Edukasi yang intensif dan menarik, seperti kampanye kreatif, penyuluhan berbasis komunitas, hingga pendekatan teknologi digital, dapat membantu menjangkau lebih banyak orang dan menanamkan pemahaman bahwa menjaga satwa liar di habitatnya bukan hanya tanggung jawab pemerintah, tetapi juga kewajiban kolektif seluruh masyarakat.
Jika peran ini dijalankan dengan baik, tindakan seperti yang dilakukan oleh Sukena, meskipun bermaksud baik, dapat dicegah sejak awal sehingga tidak ada lagi individu yang terjebak dalam pelanggaran hukum akibat ketidaktahuan.

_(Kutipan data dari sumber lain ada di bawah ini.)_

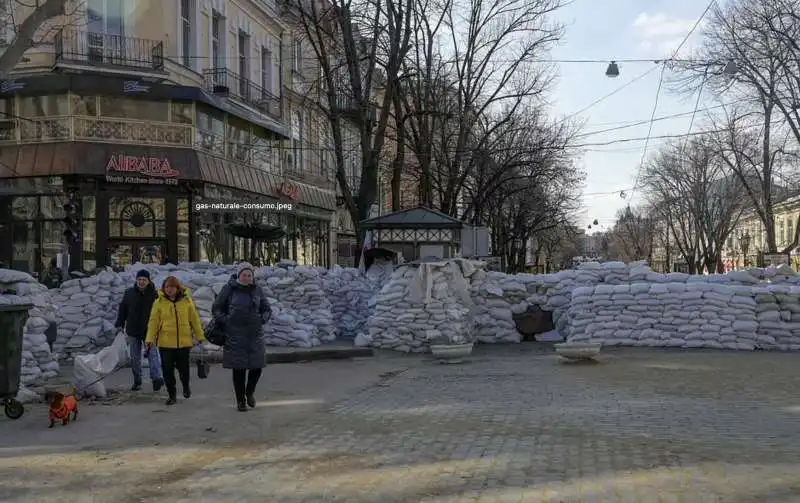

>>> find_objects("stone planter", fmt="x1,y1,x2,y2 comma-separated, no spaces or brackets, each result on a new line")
430,342,474,361
554,342,601,361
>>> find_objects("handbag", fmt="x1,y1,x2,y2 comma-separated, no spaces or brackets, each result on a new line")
205,316,227,346
196,345,210,379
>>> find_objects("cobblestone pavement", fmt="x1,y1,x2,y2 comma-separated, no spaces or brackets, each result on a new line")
2,346,800,502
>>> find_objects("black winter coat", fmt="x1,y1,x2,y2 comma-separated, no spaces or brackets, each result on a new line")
115,283,158,340
212,279,271,369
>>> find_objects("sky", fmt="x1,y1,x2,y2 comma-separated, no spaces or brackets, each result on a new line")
550,0,712,234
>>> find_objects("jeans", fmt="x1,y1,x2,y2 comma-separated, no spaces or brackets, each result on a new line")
232,369,262,403
128,336,162,385
160,347,191,398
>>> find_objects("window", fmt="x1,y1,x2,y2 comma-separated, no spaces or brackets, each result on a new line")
789,217,795,245
211,11,223,69
19,95,69,117
98,97,169,121
180,0,193,67
261,47,272,95
238,31,250,96
87,0,125,35
291,111,303,172
292,38,302,73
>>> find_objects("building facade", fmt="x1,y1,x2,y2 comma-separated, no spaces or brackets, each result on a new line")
724,195,800,270
0,0,338,274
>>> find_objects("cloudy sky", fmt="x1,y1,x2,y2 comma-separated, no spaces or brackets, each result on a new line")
550,0,710,233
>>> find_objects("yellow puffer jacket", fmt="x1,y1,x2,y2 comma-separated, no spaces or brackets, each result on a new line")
145,288,206,349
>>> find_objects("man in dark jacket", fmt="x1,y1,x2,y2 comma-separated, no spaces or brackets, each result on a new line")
115,270,163,391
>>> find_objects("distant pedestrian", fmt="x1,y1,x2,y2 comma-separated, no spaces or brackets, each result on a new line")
212,262,271,411
145,276,206,405
40,257,63,289
115,270,163,392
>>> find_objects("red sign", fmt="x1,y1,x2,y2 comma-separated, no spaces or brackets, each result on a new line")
279,182,299,200
106,154,179,178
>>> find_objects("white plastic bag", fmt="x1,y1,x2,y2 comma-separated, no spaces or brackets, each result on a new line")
73,332,130,398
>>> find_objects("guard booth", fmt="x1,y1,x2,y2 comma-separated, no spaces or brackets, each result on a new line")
360,206,464,261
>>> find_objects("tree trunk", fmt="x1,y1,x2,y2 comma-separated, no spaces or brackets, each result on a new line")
0,0,67,77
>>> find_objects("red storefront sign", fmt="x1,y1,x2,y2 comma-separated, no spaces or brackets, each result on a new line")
106,154,179,178
279,182,300,200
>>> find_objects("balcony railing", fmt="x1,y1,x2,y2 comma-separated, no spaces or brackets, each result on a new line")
54,29,165,72
203,68,281,121
0,116,288,174
328,93,377,121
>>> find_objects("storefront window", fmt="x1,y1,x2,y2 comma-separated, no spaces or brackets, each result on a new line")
82,196,96,219
171,102,194,124
18,95,69,117
71,95,98,116
252,127,279,173
83,219,96,271
11,197,37,219
109,197,167,238
177,198,189,221
11,221,35,272
99,97,169,122
177,222,190,262
40,195,68,219
41,221,64,271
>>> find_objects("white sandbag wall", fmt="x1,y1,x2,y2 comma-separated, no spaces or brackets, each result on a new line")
0,269,60,394
50,271,127,361
365,259,479,352
566,282,800,350
323,263,392,339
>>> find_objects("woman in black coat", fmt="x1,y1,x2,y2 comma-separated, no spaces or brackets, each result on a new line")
212,262,271,411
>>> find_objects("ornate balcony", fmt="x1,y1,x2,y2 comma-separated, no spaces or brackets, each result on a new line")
328,93,378,122
0,116,283,175
203,68,281,121
54,29,166,79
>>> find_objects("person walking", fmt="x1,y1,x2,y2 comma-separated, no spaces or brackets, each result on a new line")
145,276,206,405
115,270,163,392
212,262,271,411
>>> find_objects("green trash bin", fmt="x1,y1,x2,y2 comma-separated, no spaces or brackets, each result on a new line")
0,303,32,420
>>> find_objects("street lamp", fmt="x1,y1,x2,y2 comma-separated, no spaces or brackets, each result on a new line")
605,61,619,78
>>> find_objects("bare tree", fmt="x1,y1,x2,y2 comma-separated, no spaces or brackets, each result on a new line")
286,0,414,254
674,0,800,253
641,135,747,273
403,0,564,217
0,0,71,76
606,206,655,264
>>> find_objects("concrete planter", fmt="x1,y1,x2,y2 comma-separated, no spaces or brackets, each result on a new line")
430,342,474,360
554,342,602,360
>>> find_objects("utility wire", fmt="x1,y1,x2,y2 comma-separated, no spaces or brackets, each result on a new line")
628,0,717,201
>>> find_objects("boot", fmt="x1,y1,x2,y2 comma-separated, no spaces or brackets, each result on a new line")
237,400,248,412
183,382,191,399
131,381,142,391
152,378,164,392
246,393,256,408
165,393,177,406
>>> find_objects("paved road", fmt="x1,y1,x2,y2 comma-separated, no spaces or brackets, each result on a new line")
2,345,800,502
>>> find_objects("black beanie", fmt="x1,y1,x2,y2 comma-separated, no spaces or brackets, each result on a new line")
136,269,151,279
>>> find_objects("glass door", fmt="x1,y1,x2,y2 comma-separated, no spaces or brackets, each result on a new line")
108,240,165,270
87,0,126,64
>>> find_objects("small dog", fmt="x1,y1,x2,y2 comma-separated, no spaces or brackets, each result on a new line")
48,390,79,428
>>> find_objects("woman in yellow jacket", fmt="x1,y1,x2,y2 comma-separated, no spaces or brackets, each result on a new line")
145,276,206,405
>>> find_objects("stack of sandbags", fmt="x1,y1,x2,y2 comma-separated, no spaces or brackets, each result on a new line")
0,269,60,391
51,270,127,361
258,265,336,344
323,266,390,339
566,282,768,350
365,259,478,352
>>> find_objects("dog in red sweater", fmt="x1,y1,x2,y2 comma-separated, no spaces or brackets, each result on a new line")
48,390,79,428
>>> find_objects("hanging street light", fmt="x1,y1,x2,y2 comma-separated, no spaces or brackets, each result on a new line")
605,61,620,78
722,59,737,76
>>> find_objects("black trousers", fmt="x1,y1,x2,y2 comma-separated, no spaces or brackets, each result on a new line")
232,369,262,402
160,347,191,397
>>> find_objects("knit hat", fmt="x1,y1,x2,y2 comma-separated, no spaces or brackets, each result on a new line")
136,269,151,279
237,262,254,276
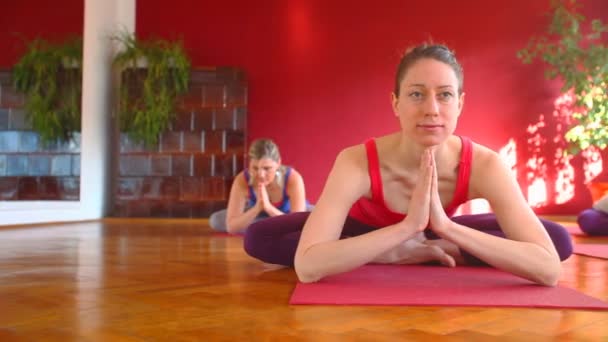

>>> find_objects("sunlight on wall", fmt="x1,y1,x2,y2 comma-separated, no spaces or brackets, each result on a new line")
554,161,575,204
525,114,548,207
499,138,517,178
518,91,603,208
456,90,604,214
552,92,576,204
453,198,491,215
582,148,603,184
527,178,548,207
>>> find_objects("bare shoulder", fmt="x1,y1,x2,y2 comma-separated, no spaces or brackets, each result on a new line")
333,144,368,177
286,167,303,179
319,143,370,202
469,142,513,198
286,167,304,186
232,171,249,190
471,142,502,167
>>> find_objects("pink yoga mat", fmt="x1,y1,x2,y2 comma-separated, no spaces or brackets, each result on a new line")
564,223,585,236
574,244,608,259
290,265,608,310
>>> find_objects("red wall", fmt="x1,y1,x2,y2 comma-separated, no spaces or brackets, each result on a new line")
2,0,607,214
0,1,84,66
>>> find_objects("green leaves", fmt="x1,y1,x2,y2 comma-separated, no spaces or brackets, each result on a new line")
518,0,608,155
13,38,82,144
112,32,191,147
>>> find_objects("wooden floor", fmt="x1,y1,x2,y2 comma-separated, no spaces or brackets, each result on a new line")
1,218,607,341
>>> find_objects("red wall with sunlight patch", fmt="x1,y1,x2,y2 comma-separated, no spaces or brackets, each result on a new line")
2,0,607,214
136,0,608,213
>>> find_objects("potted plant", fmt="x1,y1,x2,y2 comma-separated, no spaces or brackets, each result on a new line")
517,0,608,202
112,32,191,147
12,38,83,144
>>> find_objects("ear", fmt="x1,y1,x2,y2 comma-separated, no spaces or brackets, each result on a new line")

BKSDA, dengan segala kewenangan dan tupoksinya, dapat menjadi ujung tombak dalam menciptakan generasi yang lebih peduli dan terlibat aktif dalam pelestarian satwa liar di Indonesia.
Kasus ini menggarisbawahi pentingnya edukasi dan sosialisasi mengenai peraturan perlindungan satwa liar kepada masyarakat. Ketidaktahuan terhadap status perlindungan suatu spesies dapat berujung pada pelanggaran hukum, meskipun tanpa niat jahat.
Oleh karena itu, peningkatan kesadaran publik menjadi kunci dalam menjaga kelestarian satwa liar dan mencegah kasus serupa di masa mendatang.